Dans cette continuité, les sénateurs proposent qu’un montant minimal identique soit intégré aux marchés publics de conception-réalisation relatifs à la réalisation d’écoles élémentaires et maternelles, de collèges et de lycées de l’enseignement public, de résidences universitaires et des constructions affectées à l’enseignement supérieur public.

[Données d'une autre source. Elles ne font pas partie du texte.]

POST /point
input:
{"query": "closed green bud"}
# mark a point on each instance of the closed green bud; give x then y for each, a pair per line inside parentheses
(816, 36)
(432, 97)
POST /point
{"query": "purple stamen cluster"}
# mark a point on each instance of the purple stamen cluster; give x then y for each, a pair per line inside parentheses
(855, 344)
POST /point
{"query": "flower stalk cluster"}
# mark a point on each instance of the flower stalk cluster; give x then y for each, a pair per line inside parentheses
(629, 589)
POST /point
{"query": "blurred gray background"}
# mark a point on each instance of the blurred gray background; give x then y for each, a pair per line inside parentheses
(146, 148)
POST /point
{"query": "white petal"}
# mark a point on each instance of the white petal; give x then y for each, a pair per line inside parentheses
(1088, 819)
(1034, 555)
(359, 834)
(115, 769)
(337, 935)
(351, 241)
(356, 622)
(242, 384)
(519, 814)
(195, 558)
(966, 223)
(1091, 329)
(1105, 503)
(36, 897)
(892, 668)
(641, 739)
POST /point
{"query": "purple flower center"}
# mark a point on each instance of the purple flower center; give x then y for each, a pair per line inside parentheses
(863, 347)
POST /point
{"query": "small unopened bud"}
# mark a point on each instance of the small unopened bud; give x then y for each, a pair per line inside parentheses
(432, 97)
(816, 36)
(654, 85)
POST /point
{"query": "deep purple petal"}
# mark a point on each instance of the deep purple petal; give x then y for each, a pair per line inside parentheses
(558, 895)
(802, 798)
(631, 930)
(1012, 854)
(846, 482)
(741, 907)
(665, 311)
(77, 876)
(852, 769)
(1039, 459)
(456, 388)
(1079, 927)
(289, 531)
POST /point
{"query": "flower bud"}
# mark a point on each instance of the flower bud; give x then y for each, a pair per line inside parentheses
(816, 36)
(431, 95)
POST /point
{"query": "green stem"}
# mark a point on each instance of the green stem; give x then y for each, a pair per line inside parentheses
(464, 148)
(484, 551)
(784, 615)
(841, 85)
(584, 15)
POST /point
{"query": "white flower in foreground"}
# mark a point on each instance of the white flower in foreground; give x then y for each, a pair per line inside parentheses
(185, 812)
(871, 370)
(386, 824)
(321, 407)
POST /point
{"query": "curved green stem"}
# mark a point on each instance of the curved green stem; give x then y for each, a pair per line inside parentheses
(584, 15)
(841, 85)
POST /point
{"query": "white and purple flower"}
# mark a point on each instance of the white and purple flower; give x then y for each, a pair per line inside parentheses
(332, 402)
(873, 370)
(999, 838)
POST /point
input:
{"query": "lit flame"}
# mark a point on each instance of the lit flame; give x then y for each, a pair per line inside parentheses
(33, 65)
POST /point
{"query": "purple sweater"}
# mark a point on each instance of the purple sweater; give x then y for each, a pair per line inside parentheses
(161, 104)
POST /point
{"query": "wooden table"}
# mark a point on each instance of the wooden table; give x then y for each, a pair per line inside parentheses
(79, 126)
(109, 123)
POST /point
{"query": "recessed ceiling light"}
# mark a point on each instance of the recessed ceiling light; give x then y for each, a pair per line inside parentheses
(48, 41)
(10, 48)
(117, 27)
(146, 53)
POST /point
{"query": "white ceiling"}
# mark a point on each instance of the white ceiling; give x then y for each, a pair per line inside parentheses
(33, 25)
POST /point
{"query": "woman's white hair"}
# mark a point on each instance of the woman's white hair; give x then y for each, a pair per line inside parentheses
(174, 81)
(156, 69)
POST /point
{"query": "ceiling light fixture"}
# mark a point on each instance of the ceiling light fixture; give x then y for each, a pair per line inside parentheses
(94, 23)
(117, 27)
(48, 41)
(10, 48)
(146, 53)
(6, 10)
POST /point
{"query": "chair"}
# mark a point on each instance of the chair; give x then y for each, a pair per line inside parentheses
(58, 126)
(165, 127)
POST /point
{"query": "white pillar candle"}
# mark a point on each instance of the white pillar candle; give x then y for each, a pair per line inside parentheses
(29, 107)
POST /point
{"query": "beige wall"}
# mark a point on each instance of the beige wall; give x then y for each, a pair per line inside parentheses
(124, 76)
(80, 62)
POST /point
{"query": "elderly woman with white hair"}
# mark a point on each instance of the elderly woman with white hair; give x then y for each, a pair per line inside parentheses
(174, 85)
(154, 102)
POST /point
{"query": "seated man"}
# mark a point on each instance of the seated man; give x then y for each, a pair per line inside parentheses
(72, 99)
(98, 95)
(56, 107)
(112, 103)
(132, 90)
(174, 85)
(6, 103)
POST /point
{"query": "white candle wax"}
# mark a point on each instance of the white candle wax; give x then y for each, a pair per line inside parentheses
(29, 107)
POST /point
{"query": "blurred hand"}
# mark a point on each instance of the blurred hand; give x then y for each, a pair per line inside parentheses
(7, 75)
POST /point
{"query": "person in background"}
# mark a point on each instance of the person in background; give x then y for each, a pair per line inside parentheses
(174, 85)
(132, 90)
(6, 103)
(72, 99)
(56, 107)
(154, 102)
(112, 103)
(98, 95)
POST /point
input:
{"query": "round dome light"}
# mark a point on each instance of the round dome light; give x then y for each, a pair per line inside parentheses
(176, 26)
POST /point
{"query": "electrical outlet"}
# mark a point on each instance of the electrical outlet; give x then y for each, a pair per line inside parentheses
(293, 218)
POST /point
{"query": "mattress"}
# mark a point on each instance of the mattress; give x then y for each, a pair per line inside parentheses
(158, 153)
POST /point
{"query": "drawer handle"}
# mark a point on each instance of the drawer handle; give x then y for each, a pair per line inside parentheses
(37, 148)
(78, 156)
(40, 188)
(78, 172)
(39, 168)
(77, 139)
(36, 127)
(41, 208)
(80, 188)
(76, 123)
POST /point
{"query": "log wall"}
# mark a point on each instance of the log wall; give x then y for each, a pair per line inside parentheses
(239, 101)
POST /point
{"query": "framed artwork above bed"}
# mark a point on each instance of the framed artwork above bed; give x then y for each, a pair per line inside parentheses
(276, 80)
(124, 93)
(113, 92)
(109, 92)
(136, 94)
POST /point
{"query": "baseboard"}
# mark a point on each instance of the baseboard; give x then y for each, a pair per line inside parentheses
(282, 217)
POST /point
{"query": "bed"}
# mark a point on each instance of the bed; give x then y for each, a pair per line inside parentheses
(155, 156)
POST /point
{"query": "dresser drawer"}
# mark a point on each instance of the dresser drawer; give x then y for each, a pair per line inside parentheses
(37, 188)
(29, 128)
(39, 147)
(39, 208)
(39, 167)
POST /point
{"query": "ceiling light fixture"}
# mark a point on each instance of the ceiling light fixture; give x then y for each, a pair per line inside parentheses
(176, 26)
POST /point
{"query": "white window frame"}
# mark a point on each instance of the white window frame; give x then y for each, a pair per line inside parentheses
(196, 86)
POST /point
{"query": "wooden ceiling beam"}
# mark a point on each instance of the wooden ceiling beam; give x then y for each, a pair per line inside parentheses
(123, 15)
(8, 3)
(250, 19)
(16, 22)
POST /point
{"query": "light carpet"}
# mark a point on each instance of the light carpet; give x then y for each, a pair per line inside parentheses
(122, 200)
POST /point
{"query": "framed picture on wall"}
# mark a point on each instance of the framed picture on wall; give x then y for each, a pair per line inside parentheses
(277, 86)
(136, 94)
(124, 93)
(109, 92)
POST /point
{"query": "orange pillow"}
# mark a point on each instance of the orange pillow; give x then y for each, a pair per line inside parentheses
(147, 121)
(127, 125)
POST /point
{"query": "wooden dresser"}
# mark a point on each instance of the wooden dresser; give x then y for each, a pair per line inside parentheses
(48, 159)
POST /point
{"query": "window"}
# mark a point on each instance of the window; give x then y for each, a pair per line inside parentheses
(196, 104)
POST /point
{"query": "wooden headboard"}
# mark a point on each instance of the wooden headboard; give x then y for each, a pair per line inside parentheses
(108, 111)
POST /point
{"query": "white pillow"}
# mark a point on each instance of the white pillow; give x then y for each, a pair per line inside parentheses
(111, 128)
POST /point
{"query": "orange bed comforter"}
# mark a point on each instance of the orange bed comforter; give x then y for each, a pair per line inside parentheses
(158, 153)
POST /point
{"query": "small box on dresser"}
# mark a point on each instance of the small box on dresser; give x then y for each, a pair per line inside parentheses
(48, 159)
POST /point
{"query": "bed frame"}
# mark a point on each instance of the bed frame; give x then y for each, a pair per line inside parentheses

- Dérogation aux principes de publicité et de mise en concurrence préalable pour la passation des marchés de travaux visant à édifier des constructions temporaires
L’amendement du Gouvernement vise à prendre en compte le contexte particulier des établissements d’enseignement scolaire et de l’université de Mayotte nécessitant l’installation urgente d’infrastructures temporaires pour augmenter leur capacité d’accueil, afin d’éviter toute rupture de prise en charge des élèves et étudiants.
- Modalités de scrutin pour l’élection de l’assemblée de Mayotte
Les sénateurs ont confirmé les travaux de la commission des Lois définissant l’élection des conseillers à l’assemblée de Mayotte au scrutin de liste sur la base d’une circonscription unique divisée en 13 sections électorales reposant sur les anciens cantons.